Дома мы оказались чуть позднее полудня. Я удивилась, когда это поняла. Мне казалось, что прошел целый день и что мое чувство времени снова подвело меня. Но часы подтвердили, что я не ошиблась.

В доме, в котором ты не прожил сотню лет и в который ты покупал только самое необходимое, трудно найти подходящую вещь, из которой можно сделать гнездо. Так что я просто взяла подушку, обернула ее своим огромным свитером и положила все это рядом с батареей. Рядом поставила тарелку с водой. Еда сейчас для нее не главное, я знала по себе. Мне приходилось замерзать в лесу, правда не связанной и не с завязанным ртом, но свое состояние я помню очень хорошо.

Я положила собаку на подушку. Подумала, не укрыть ли бедного зверя и решила, что пока не нужно. Она снова попыталась подняться, но только слегка изменила свою позу. Из скрюченного колобка она превратилась просто в лежащую собаку.

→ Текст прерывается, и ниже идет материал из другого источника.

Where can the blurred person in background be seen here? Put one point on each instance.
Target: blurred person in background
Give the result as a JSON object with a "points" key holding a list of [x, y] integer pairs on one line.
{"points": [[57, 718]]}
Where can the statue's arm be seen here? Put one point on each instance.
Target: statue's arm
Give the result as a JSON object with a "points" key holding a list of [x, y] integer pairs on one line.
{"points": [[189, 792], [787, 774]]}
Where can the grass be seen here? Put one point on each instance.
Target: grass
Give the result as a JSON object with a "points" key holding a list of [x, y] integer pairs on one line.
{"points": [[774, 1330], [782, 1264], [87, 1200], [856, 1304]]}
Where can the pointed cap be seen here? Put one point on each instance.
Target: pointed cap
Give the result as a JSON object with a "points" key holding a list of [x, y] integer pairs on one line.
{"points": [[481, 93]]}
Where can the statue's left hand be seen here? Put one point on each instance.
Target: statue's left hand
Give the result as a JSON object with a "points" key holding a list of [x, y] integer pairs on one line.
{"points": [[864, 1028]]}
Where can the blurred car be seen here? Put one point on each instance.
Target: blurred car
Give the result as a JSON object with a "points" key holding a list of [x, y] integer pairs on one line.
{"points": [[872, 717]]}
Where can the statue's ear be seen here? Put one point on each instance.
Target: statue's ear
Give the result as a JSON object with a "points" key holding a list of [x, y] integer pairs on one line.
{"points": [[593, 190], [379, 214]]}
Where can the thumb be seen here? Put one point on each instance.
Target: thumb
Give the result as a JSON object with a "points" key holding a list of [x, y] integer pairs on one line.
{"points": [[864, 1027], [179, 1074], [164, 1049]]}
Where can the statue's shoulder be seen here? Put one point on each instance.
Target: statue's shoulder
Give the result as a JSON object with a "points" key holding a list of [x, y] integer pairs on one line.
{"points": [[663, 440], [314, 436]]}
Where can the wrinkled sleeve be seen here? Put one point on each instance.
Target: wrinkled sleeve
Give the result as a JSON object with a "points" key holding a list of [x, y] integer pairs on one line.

Я присела рядом с ней. Ее взгляд все еще был мутным. Что ж, если бы она начала лизать мне руки, я бы удивилась больше. Но вот то, что она не может встать, может быть совсем плохим знаком. Я медленно, позвонок за позвонком ощупала позвоночник. Вроде бы все в порядке. Конечно, у моих пальцев пока еще нет нужной врачу чувствительности, я пока не способна понимать происходящее глубоко внутри организма, но повреждения позвоночника вполне могу распознать. Могла бы распознать, если бы они были. Их не было. Я перешла к лапам. У нее были странные лапы — очень аккуратные и в то же время мощные. Красивые, ровные, в меру мускулистые. Видно, она знала лучшие времена и лучших хозяев. Наконец, я рискнула и развернула их подушечками. Да, там все оказалось плохо. Сбитые, в ранах, на когтях почерневшая кровь и комки земли. Земли? Там все было в снегу, а он выпал два дня назад. Значит, собаку привязали так давно? Люди, люди, я не хочу быть вашим другом.

Я вымыла ей лапы в теплой воде, вытерла, снова ощупала подушечки. Нет, кажется, больших обморожений нет. Настолько больших, чтобы прибегать к помощи хирурга. С остальным я справлюсь своими силами. Даже с этими страшными на первый взгляд ранами на морде.

Пользуясь тем, что собака спит и будет спать еще долго, я ушла в аптеку. Аптекарша, пожилая женщина с добрыми измученными глазами (ну, правильно, кто еще согласиться работать в круглосуточной аптеке первого января) с участием посмотрела меня и на мой набор — глюкоза и раствор Рингера, система капельниц, бинты, вата и жидкости для промывания ран. И я отважилась спросить у нее совета.